Advocates across the country say they’re worried that a number of companies vying for state contracts have little or no experience dealing with people who need long-term care, and they fear that plans might try to restrict access to save money because many new members will require expensive services.
Moser, of the industry trade group, dismisses those concerns, saying that the plans support rigorous oversight and want to make sure members get the care they need. He said several companies have a decade or more experience with long-term services and other plans will learn from them.
While states are responsible for keeping an eye on Medicaid managed care plans, the federal Centers for Medicare & Medicaid Services is required to monitor how well the states are doing that. But CMS, too, has had its problems with oversight, according to reports by the Department of Health and Human Services Inspector General’s office and the U.S. Government Accountability Office.
In 2009, the Inspector General’s office found that CMS hadn’t enforced a requirement that states collect and report data that gives detailed information about services provided to individual Medicaid managed care patients.
The following year, the GAO criticized CMS for lax oversight and inconsistency in tracking how states set managed care plans’ rates. The auditors wrote that this was essential because it could “help avoid significant overpayments and reduce incentives to underserve or deny enrollees’ access to needed care.”
And earlier this year, the GAO reiterated those concerns, saying that CMS needed to “continue taking steps to improve oversight” of Medicaid managed care rate-setting.
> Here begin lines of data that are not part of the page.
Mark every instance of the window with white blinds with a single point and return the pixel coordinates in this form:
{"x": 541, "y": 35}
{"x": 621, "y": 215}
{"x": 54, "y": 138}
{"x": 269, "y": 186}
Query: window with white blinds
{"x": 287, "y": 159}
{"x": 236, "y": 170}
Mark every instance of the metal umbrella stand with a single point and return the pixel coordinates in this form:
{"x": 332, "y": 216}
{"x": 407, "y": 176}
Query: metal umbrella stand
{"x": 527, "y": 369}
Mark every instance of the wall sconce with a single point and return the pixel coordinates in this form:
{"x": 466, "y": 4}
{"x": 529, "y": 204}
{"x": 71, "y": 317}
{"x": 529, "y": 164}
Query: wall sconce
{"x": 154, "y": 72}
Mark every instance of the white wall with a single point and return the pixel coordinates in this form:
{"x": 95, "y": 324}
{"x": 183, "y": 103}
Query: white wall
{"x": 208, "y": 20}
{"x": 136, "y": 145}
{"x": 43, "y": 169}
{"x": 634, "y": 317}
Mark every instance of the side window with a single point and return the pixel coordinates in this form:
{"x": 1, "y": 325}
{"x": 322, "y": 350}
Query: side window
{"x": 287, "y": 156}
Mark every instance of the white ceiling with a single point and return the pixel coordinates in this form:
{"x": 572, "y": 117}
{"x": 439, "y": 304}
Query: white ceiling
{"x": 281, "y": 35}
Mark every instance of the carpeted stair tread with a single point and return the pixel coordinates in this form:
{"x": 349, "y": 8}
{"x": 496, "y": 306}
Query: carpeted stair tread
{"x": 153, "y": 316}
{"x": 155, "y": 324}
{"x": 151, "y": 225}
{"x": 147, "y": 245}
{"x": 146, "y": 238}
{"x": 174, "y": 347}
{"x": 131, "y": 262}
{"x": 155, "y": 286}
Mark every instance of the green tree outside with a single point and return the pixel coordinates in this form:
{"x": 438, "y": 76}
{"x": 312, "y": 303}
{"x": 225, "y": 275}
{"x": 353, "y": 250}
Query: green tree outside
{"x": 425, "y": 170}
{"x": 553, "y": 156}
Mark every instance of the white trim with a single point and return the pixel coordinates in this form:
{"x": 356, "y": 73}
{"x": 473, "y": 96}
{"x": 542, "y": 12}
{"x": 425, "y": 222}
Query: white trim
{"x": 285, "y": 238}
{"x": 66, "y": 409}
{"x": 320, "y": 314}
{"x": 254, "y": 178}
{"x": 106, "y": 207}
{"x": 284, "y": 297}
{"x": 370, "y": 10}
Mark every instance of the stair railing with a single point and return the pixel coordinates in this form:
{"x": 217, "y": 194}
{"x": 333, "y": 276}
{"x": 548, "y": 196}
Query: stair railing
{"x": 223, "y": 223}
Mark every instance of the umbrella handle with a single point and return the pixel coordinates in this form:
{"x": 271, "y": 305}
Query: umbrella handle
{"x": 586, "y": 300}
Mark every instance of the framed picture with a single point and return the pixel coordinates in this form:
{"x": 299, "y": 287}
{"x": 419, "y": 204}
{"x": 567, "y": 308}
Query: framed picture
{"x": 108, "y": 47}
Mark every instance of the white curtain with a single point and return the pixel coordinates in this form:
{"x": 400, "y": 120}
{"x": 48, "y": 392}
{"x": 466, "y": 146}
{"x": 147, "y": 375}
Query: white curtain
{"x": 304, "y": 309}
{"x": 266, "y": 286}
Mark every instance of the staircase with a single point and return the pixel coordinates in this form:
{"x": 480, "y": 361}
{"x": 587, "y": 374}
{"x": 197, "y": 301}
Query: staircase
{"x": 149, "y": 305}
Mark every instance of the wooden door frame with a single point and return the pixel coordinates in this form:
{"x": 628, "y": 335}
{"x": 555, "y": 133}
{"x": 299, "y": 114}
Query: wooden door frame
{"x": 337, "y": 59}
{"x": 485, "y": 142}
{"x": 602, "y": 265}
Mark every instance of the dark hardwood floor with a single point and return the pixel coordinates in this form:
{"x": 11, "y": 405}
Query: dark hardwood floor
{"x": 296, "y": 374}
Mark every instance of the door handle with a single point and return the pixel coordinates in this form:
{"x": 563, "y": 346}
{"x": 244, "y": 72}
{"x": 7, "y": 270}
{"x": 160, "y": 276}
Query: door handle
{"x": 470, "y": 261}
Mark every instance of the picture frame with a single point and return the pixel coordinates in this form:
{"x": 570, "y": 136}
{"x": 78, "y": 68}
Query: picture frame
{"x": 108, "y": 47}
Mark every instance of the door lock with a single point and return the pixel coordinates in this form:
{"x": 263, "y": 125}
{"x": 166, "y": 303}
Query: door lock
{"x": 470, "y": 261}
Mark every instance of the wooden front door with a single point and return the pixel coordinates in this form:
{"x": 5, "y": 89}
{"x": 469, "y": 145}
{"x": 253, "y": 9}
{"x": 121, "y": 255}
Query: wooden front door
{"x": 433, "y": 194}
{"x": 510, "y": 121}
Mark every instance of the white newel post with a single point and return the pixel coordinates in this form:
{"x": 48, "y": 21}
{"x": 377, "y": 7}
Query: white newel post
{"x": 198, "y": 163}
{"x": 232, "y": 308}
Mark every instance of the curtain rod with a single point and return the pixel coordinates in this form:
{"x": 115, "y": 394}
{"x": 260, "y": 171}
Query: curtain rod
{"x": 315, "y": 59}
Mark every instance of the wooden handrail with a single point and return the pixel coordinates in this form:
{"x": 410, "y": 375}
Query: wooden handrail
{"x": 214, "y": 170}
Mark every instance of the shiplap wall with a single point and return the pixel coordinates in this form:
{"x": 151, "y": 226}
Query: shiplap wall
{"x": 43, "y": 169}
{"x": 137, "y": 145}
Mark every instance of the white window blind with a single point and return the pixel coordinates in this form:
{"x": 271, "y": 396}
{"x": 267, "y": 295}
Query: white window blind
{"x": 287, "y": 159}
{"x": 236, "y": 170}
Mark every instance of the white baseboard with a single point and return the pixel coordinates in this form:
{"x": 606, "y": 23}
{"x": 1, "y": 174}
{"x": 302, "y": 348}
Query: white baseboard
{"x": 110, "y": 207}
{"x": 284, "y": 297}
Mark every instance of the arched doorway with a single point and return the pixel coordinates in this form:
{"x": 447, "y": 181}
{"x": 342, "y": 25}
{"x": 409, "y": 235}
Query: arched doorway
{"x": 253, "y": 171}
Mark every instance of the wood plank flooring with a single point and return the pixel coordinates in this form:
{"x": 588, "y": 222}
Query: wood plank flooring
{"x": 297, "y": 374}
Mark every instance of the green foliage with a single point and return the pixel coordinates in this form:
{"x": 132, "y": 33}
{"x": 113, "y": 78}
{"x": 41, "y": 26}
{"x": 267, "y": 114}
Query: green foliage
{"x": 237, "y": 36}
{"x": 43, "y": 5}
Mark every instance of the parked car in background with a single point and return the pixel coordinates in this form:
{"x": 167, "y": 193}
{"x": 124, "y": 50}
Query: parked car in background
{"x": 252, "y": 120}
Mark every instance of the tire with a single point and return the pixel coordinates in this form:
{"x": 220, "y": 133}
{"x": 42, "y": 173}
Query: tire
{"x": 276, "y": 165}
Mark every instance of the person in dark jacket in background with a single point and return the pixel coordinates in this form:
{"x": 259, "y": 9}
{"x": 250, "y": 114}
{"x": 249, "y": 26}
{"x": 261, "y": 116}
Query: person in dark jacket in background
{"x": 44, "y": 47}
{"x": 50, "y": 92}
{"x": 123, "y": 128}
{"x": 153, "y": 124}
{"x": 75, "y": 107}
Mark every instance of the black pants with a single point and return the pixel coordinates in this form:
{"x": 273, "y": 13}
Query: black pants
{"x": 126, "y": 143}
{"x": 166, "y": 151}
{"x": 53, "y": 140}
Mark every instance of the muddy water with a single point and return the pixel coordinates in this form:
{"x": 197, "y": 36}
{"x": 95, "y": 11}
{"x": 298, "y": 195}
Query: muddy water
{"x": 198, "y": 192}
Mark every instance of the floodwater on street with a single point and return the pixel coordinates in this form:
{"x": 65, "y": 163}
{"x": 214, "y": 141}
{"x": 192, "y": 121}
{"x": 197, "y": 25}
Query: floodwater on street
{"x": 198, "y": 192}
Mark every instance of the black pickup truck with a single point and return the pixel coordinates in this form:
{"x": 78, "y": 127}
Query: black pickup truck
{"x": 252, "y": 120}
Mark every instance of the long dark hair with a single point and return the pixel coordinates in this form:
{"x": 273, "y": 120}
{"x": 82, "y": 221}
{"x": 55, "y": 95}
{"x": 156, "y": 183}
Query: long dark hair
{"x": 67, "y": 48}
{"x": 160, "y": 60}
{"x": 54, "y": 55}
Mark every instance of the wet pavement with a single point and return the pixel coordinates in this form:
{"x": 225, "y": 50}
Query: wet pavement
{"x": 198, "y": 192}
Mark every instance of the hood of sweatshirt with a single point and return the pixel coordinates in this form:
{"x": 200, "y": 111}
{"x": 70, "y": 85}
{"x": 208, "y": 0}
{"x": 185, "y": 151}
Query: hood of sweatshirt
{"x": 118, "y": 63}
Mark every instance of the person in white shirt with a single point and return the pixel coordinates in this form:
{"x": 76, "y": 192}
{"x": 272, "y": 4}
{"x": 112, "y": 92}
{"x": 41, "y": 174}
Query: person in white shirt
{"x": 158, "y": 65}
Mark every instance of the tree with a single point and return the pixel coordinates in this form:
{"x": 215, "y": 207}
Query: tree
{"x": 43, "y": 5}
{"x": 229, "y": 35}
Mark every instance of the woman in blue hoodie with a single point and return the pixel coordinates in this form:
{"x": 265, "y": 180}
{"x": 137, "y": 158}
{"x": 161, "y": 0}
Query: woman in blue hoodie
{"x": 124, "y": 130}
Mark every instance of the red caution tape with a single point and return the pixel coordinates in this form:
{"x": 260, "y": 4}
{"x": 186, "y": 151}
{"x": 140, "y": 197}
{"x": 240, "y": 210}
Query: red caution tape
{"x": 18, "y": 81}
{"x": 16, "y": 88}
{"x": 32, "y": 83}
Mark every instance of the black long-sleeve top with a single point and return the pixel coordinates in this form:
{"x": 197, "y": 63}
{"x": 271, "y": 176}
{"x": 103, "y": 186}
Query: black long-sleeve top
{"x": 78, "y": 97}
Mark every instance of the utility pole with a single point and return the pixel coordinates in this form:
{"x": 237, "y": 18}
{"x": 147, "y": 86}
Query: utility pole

Howell, the Urban Institute researcher, said their study also found gaps in federal monitoring.
“We saw unevenness in both how the rates are set and in the federal oversight of the state’s oversight,” she said. “The requirements are there,” she said, “but they’re not evenly enforced in (CMS’) regional offices.”
CMS would not make an official available to comment for this story, instead issuing a statement saying it is committed to working with states to give them flexibility in administering their programs.